Con Ludwig Wittgenstein se conoce que el significado de las palabras se genera en la práctica, en la sutileza de los juegos del lenguaje. Las construcciones poéticas se producen bajo una conciencia del lenguaje porque buscan una sincronía de todos los elementos que componen el organismo del poema. El poeta peruano César Vallejo, a primera vista, nos redescubre las cosas en la medida que nos redescubre el lenguaje. Vallejo y Wittgenstein nos llevan a filosofar la realidad como filosofamos, en algunos momentos, la gramática como esencia de las cosas.

 

El lenguaje, en concordancia con Wittgenstein, es un organismo vivo: una ciudad que bulle y su estruendo permanece.

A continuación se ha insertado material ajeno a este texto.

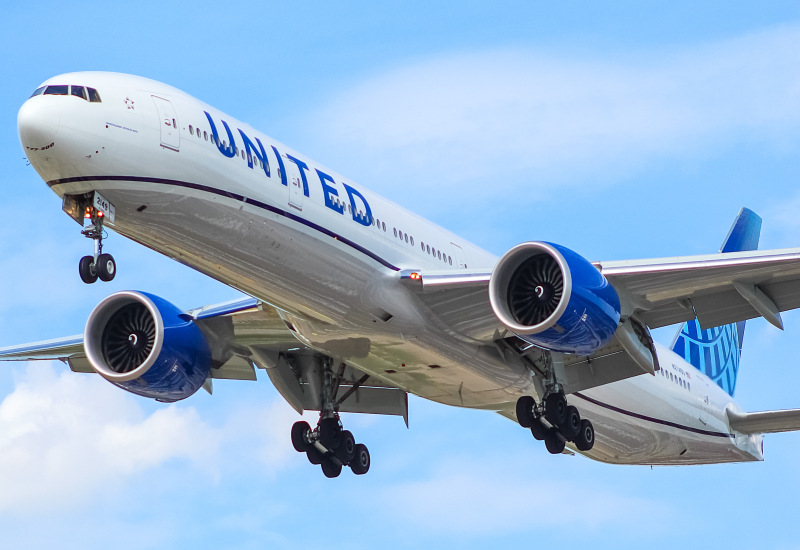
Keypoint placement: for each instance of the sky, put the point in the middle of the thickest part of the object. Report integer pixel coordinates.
(619, 129)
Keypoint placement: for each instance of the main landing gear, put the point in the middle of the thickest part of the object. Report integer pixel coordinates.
(329, 445)
(99, 266)
(563, 422)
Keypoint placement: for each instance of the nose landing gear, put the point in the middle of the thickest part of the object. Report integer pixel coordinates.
(99, 266)
(565, 423)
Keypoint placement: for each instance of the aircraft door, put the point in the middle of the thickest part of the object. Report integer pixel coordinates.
(459, 257)
(295, 183)
(704, 400)
(168, 122)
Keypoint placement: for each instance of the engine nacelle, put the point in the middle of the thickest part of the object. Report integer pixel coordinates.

Anota: “Nuestro lenguaje puede verse como una vieja ciudad: una maraña de calles y plazas, de viejas y nuevas casas, de casas de diversos períodos”. El lenguaje que, como tantas veces sucede, es dinámico: se crea y se recrea. Está conectado, pero guarda relaciones diferentes y está regido bajo la noción de “aire o parecido de familia” porque lo uno, en todo, lleva a lo otro.

 

En este sentido, César Vallejo inicia con Trilce (1992) una renovación en sus métodos expresivos y explora, verso a verso, formas distintas de narrar la angustia. Renovar los métodos permite que se prolonguen temas y acentos del lenguaje, en otras palabras, que se generen ciertos juegos y cierta plasticidad de las palabras. Vallejo, sin duda, maquilla las palabras y las dota de una extraña sensibilidad. Esa iluminación alcanza al lector que percibe la armoniosa convivencia entre destreza y una delicada pasión. El dolor, en su poesía, es transversal y lo lleva cada forma verbal, cada signo, cada silencio. Escribe del dolor lejos de las acciones del llanto; desnuda su naturaleza y lo materializa a través de la música verbal. A propósito, Carlos Mariátegui escribe: “Se despoja, por eso, de todo ornamento retórico, se desviste de toda vanidad literaria”. En los Heraldos negros, predominan ciertas imágenes modernistas, partiendo, por supuesto, del título mismo. Vallejo es consciente de la factura simbólica que puede encerrar una imagen: va de lo visible a lo invisible. Asume el silencio de Dios y el mal que el hombre asume sin comprender. Todo destino se precipita como un golpe sin justificación: “Hay golpes en la vida tan fuertes…Yo no sé”.

 

Trilce apareció en 1992, aunque la escritura de los poemas que los conforman fueron escritos a partir de 1918 a 1919. Existe una comunicación entre los últimos poemas de los Heraldos negros y las primeras composiciones de Trilce. Es, en síntesis, una prolongación de temas y ritmos del primero, aunque es otra cosa: es una etapa nueva del poeta. Rompe de manera absoluta en todas las normas: no es una poesía “experimental” sino una poesía “experiencial” puesto que viene de una serie de experiencias de fondo, sumamente personales.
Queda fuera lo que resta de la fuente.